问题
I'm trying to automatically include jars to my PySpark classpath. Right now I can type the following command and it works:
$ pyspark --jars /path/to/my.jar
I'd like to have that jar included by default so that I can only type pyspark and also use it in IPython Notebook.
I've read that I can include the argument by setting PYSPARK_SUBMIT_ARGS in env:
export PYSPARK_SUBMIT_ARGS="--jars /path/to/my.jar"
Unfortunately the above doesn't work. I get the runtime error Failed to load class for data source.
Running Spark 1.3.1.
Edit
My workaround when using IPython Notebook is the following:
$ IPYTHON_OPTS="notebook" pyspark --jars /path/to/my.jar
回答1:
You can add the jar files in the spark-defaults.conf file (located in the conf folder of your spark installation). If there is more than one entry in the jars list, use : as separator.
spark.driver.extraClassPath /path/to/my.jar
This property is documented in https://spark.apache.org/docs/1.3.1/configuration.html#runtime-environment
回答2:
As far as I know, you have to import jars to both driver AND executor. So, you need to edit conf/spark-defaults.conf adding both lines below.

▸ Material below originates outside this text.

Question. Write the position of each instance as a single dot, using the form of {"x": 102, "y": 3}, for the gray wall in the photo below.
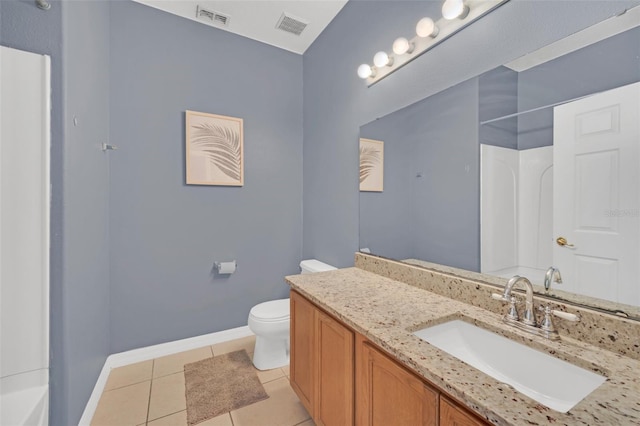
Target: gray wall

spark.driver.extraClassPath /path/to/my.jar
spark.executor.extraClassPath /path/to/my.jar
When I went through this, I did not need any other parameters. I guess you will not need them too.
回答3:
Recommended way since Spark 2.0+ is to use
spark.driver.extraLibraryPath
and spark.executor.extraLibraryPath
https://spark.apache.org/docs/2.4.3/configuration.html#runtime-environment
ps. spark.driver.extraClassPath and spark.executor.extraClassPath are still there,
but deprecated and will be removed in a future release of Spark.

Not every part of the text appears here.